Jordan’s argument the numbers that shocked him
Chelsea’s financial figures for the year ending June 2025 dominated Premier League headlines this week. A pre-tax loss of £262.4m (surpassing Manchester City’s previous record of £197.5m set in 2010-11) represented an extraordinary and deeply uncomfortable headline number for the West London club.
However, speaking on talkSPORT on Thursday, Simon Jordan made the case that another club’s figures deserved equally serious examination.
“Chelsea have spent £65m on agents’ fees on transactions worth £600m in and out,” Jordan stated. “Go and look at Aston Villa, who’ve done £70m worth of transfers and £57m sales, and paid £38m in agents’ fees. That’s 25 per cent. While the numbers look horrible for Chelsea, they’re not that enormous.”
That proportional comparison is striking and significant. Chelsea’s £65m agent spend came against £600m of transfer activity, roughly 10% of transaction value. Villa’s £38.4m was spent against just £127m of combined transfers: a ratio of approximately 25%.
The scale difference is considerable and demands honest scrutiny.
The full Premier League agent fee picture
The agent fee data published this week places Villa’s expenditure in sharp relief against their Premier League rivals.
The Midlands club recorded the second-highest agent fee spend in the division, behind only Chelsea, despite operating at a fraction of the West London club’s overall revenue and transfer activity.
| Club | Agent Fees 2025-26 | Context |
|---|---|---|
| Chelsea | £65m | £600m transfers in/out |
| Aston Villa | £38.4m | £127m combined transfers |
| Manchester City | £37.36m | — |
| Liverpool | £33.88m | — |
| Chelsea pre-tax loss | £262.4m | Premier League record |
| Villa total revenue | £392.99m | Deloitte Money League |
Manchester City spent £37.36m and Liverpool £33.88m both significantly lower than Villa’s figure despite their considerably greater financial resources.
Furthermore, those clubs operate with revenue bases that dwarf Villa’s, making the Midlands club’s proportional agent fee commitment even more notable when examined objectively.
Why this matters: the financial context
Jordan’s intervention arrives at a moment when Villa’s financial position is under genuine and significant pressure.
The club were previously fined £9.5m for breaching wage regulations last summer, exceeding the 80% revenue limit that Premier League regulations impose.
That fine reflected the difficulty of competing at European level while operating under financial constraints that more established clubs navigate with considerably greater ease.
The Deloitte Money League recorded Villa’s total revenue at £392.99m for 2024-25, a significant figure that nonetheless places them well below the Premier League’s genuine financial elite.
Furthermore, that revenue figure is set to decrease this season following their transition from Champions League to Europa League competition.

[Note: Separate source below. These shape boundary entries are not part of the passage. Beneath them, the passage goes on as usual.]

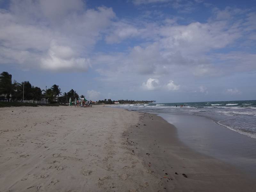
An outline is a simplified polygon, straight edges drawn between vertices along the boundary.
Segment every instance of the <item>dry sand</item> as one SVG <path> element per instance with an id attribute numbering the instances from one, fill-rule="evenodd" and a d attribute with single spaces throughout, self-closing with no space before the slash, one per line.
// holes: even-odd
<path id="1" fill-rule="evenodd" d="M 0 191 L 253 191 L 175 130 L 154 115 L 102 106 L 0 108 Z"/>

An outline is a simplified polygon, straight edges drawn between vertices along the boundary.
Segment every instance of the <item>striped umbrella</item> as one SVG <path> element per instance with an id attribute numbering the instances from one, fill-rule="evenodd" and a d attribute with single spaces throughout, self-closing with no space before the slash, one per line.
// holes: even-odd
<path id="1" fill-rule="evenodd" d="M 72 106 L 72 101 L 71 101 L 71 97 L 69 97 L 69 106 Z"/>

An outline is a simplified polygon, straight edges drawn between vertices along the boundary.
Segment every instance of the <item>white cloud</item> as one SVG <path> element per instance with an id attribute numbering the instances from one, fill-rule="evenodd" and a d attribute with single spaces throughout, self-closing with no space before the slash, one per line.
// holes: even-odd
<path id="1" fill-rule="evenodd" d="M 81 0 L 11 1 L 0 11 L 0 61 L 21 68 L 86 71 L 102 33 L 115 17 L 104 7 L 84 10 Z"/>
<path id="2" fill-rule="evenodd" d="M 158 79 L 149 78 L 146 82 L 142 84 L 142 87 L 145 90 L 154 91 L 161 89 L 163 91 L 173 91 L 180 89 L 180 86 L 175 84 L 173 81 L 170 80 L 166 84 L 161 84 Z"/>
<path id="3" fill-rule="evenodd" d="M 201 93 L 205 93 L 205 94 L 208 94 L 208 91 L 207 91 L 207 88 L 203 85 L 199 87 L 199 90 L 200 92 Z"/>
<path id="4" fill-rule="evenodd" d="M 159 80 L 157 79 L 149 78 L 146 83 L 142 84 L 142 86 L 145 90 L 153 91 L 160 88 Z"/>
<path id="5" fill-rule="evenodd" d="M 239 95 L 242 92 L 236 88 L 235 89 L 228 89 L 225 92 L 226 93 L 229 95 Z"/>
<path id="6" fill-rule="evenodd" d="M 92 100 L 94 101 L 98 100 L 100 97 L 100 93 L 95 90 L 91 90 L 87 91 L 87 95 L 88 96 L 87 100 Z"/>
<path id="7" fill-rule="evenodd" d="M 132 25 L 124 22 L 116 22 L 113 24 L 113 31 L 106 37 L 106 41 L 108 43 L 119 43 L 122 40 L 138 36 L 139 30 Z"/>
<path id="8" fill-rule="evenodd" d="M 175 85 L 173 81 L 170 80 L 166 86 L 168 90 L 169 91 L 177 91 L 180 89 L 180 86 Z"/>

Consequently, every pound spent on agent fees represents a genuine trade-off against squad investment, wage commitments, and regulatory compliance, a balancing act that becomes more complex with every passing window.
The uncomfortable truth Villa must confront
Jordan’s analysis, while uncomfortable reading, serves an important function. It strips away the narrative around Villa being a sympathetic underdog operating on a shoestring budget and replaces it with the more nuanced reality of a club spending proportionally significant sums on agent commissions while simultaneously pleading financial constraint.
That is not necessarily evidence of mismanagement the modern transfer market demands sophisticated agency relationships to compete for elite talent. However, it does reinforce the urgency of Champions League qualification above all other priorities.
Increased revenue transforms every financial ratio, reducing the relative burden of agent fees, wage commitments, and compliance costs simultaneously. The numbers demand it. The summer makes it non-negotiable.